Gas prices rise to 10 to 20 cents a gallon due to the winter storms knocked out about a dozen refineries in Texas. According to experts, gas prices are expected to go up in the coming days. They said that “the national average price of gasoline may jump 10-20 cents per gallon from its current price of $2.54 per gallon over the next two weeks as millions of barrels of refining capacity have gone offline due to the extreme cold in the south”. Gasoline prices are in a sharp run-up since Halloween and possibly heralding a move toward $3 by summer as the pandemic eases. Onlinemedialive.com
Experts Say That Gasoline Price Jump By 20 Cents Due To Extreme Cold
This rise in price shows some of the highest prices since 2019 and the highest seasonal prices in over five years. Around 11 refineries in Texas and one in Kansas have at least partially shut down due to the extremely cold weather and the refineries in the south aren’t used to those conditions. Experts say that “every day that these refineries are not operating the country is consuming more gasoline than it produces, swiftly impacting inventories”. Even though the price increase is expected, the spike will be similar to what occurred in August and September of 2017, when Hurricane Harvey shuttered coastal Texas refineries for days. But there is not expected to be a shortage of gas overall.
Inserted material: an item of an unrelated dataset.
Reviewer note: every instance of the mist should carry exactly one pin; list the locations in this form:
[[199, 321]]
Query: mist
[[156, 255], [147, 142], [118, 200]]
The refinery outages removed about 20% of the nation’s oil refining capacity
According to fuel-saving app GasBuddy and the Oil Price Information Service (OPIS), the refinery outages have removed 3.5 million to 4 million or about 20% of the nation’s oil refining capacity. Patrick DeHaan, head of petroleum analysis at GasBuddy says that refineries don’t work well in subfreezing temperatures. While wholesale gasoline prices have also edged up 10 to 14 cents a gallon and retail prices.
Pump prices for crude oil also jumped from $2.10 a gallon in late November. This makes a surge in crude oil prices in the wake of OEPC production cutbacks and anticipation of a spike in global demand by late spring as a COVID-19 vaccine becomes widely distributed. DeHaan also said that since late October, West Texas Intermediate, the US benchmark crude oil has climbed from about $35 a barrel to $61.
Experts expect higher prices at the pump but ask that people do their best to stay off the road right now and don’t rush to the pump. Reports show that Texas faced a temporary gas shortage after Hurricane Harvey because drivers raced to fill up half-empty tanks, creating an explosion of demand that outpaced supply rather than a natural shortage due to decreased production.